No mesmo 2009 eles anunciaram um CD por vir, e eu me beliscava de antecipação. A cena musical da época era favorável ao lançamento: Mallu Magalhães estava em alta fazendo músicas em inglês no Brasil, então o público estava pronto para receber propostas similares. Talvez, quem sabe, eles fizessem barulho no país inteiro? Talento eles tinham. Competência sonora, mais ainda. Com uma boa divulgação eles chegariam longe. Só que...

Só que não aconteceu. Porque a banda acabou.

Uns poucos meses antes do lançamento oficial do cd, a Hotel Santa Clara fechou as portas. Do nada. Num dia estavam postando notícias das gravações no Twitter, no outro não estavam mais juntos. Foi abrupto desse jeito.

Fiquei meio sem entender. Pensei que ia ser um tempo, só, mas o tempo foi passando, passando, e nada. Aí caiu a ficha que eles acabaram mesmo. E caiu a segunda ficha, que não haveria cd. Que aquelas demos, uma amostra do que a banda seria, eram o que de mais oficial restara. Até hoje escuto as músicas, mas me sinto estranho. Ninguém as conhece, por melhores que sejam. Não há ninguém que possa conversar comigo sobre elas. As próprias pessoas que as comporam já seguiram em frente e deixaram suas criações à própria sorte, melodias abandonadas no deserto da internet, para algum explorador encontrar por acidente.

Fiz todo esse preâmbulo para falar que a vida não segue uma cronologia lógica como um filme, com começo, meio e fim. Nem precisa necessariamente ser sem pé nem cabeça: pode ter pé e não ter cabeça, ou ter cabeça sem pé. Pode ser uma coisa com total sentido, de total importância, que simplesmente ficou pela metade. Como a última obra de arte do pintor, aquela que fica inacabada e é bela pelo que é, e mais ainda pelo que poderia ser. Como uma amizade que prometia muita coisa, mas foi interrompida por uma viagem ou, sei lá, pela morte. Como uma carreira interrompida por qualquer motivo. Como um relacionamento que acaba sem ter porquê.
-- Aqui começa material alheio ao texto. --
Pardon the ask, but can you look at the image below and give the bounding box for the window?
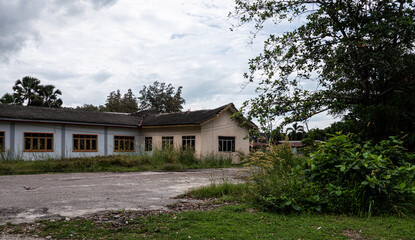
[145,137,152,151]
[73,134,97,152]
[182,136,195,150]
[162,136,174,149]
[24,132,53,152]
[218,136,235,152]
[114,136,135,152]
[0,131,4,152]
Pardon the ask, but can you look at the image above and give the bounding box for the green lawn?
[2,205,414,239]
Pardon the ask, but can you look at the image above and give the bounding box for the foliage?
[304,134,415,216]
[12,76,42,105]
[232,0,415,148]
[285,123,305,140]
[138,81,185,113]
[244,134,415,216]
[102,89,138,113]
[75,104,105,112]
[0,93,16,104]
[244,142,300,178]
[5,205,415,240]
[37,84,63,107]
[1,76,63,107]
[304,128,328,141]
[243,142,309,212]
[75,89,138,113]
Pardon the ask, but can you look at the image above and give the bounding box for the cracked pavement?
[0,168,246,225]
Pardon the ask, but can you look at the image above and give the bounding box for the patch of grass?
[5,206,415,239]
[0,148,235,175]
[180,182,250,202]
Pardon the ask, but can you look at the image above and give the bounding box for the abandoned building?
[0,103,255,162]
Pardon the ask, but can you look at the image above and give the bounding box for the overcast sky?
[0,0,336,129]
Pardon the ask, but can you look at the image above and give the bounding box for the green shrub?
[304,134,415,216]
[246,135,415,216]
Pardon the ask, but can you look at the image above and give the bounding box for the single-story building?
[0,103,256,162]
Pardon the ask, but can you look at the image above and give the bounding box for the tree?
[75,104,105,112]
[0,93,17,104]
[1,76,64,108]
[12,76,42,105]
[233,1,415,147]
[104,89,138,113]
[285,123,305,141]
[38,85,63,108]
[138,81,185,113]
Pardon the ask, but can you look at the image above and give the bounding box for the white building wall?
[107,127,140,155]
[0,121,11,153]
[14,122,63,160]
[64,125,105,158]
[1,121,141,160]
[1,110,250,162]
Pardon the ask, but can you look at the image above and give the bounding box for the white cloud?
[0,0,335,129]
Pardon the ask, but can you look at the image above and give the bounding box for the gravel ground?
[0,168,247,226]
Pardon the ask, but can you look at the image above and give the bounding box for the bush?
[246,134,415,216]
[243,142,309,212]
[304,134,415,216]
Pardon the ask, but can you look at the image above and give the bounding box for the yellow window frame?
[73,134,98,152]
[24,132,54,152]
[0,131,4,152]
[114,135,135,152]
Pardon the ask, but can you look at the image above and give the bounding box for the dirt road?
[0,168,246,225]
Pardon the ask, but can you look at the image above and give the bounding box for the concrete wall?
[140,110,250,163]
[15,122,63,160]
[0,109,250,162]
[200,110,250,163]
[0,122,11,156]
[0,121,140,160]
[140,126,201,154]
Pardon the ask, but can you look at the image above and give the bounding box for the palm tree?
[39,85,63,108]
[285,123,305,140]
[12,76,42,106]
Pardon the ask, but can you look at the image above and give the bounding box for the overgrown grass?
[180,182,250,202]
[0,147,234,175]
[3,205,415,239]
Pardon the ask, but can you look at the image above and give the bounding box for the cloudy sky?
[0,0,336,129]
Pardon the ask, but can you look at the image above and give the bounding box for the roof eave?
[140,123,201,128]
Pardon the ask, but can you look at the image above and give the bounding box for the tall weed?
[0,146,233,175]
[243,142,308,212]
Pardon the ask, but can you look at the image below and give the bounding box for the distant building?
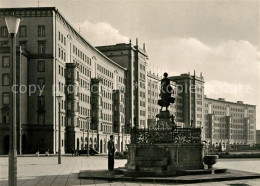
[204,98,256,150]
[146,71,160,128]
[97,40,148,129]
[169,72,205,139]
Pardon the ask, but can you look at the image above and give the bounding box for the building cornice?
[0,7,127,71]
[205,97,256,107]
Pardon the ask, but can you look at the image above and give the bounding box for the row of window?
[147,81,158,90]
[140,110,146,116]
[79,93,90,103]
[140,100,146,107]
[97,64,114,79]
[72,45,91,65]
[101,124,112,133]
[58,31,66,46]
[140,91,145,98]
[99,76,114,89]
[79,106,90,116]
[140,72,145,80]
[77,62,91,78]
[139,119,145,127]
[58,65,65,76]
[148,90,159,97]
[102,113,112,122]
[0,25,45,37]
[79,79,90,89]
[58,46,66,61]
[1,40,46,53]
[2,74,10,86]
[148,107,159,113]
[148,98,158,105]
[102,101,112,111]
[139,81,145,89]
[196,94,202,99]
[140,63,146,71]
[102,89,112,100]
[2,56,45,72]
[1,56,10,68]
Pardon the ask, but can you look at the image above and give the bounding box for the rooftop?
[205,97,256,107]
[0,7,127,71]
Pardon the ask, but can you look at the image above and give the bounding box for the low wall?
[126,143,205,172]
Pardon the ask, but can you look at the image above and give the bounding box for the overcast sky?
[1,0,260,129]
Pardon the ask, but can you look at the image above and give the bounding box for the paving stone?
[0,156,260,186]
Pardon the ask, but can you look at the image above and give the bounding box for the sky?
[1,0,260,129]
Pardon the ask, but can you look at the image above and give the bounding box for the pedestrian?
[107,135,115,171]
[71,148,74,157]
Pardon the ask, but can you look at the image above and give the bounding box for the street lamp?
[5,15,20,186]
[57,95,63,164]
[122,126,125,151]
[86,117,90,157]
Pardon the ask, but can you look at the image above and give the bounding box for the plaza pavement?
[0,156,260,186]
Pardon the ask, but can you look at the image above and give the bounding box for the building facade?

O Myspace do Hotel Santa Clara é este, e algumas das faixas que ficaram prontas para o álbum não-lançado podem ser encontradas aqui. Talvez o fato de mais pessoas conhecerem essas músicas faça-as vivas de novo. Quem sabe.

Tem gente que acha que é mais bonito se algo belo nunca se completar, porque a promessa do que poderia ter sido é infinitamente mais bela do que a realidade blablá... Sei. Não acho. Queria muito saber como seriam várias coisas que ficaram pra trás antes de desabrochar. Inclusive a Tweepopnight, da qual nunca mais ouvi falar. Nem da casa de shows sem palco, aliás, cuja localização nunca mais encontrei. Talvez tenha sido engolida pelo passado, onde existirá eternamente. Talvez exista até hoje em alguma dimensão do espaço-tempo, hospedando bandas finadas com músicas não-gravadas, frequentada por uma plateia de gente sem face que não existe e, por isso mesmo, canta alegremente o repertório, brindando com suas cervejas de marcas falidas.

Ou talvez eu esteja enlouquecendo.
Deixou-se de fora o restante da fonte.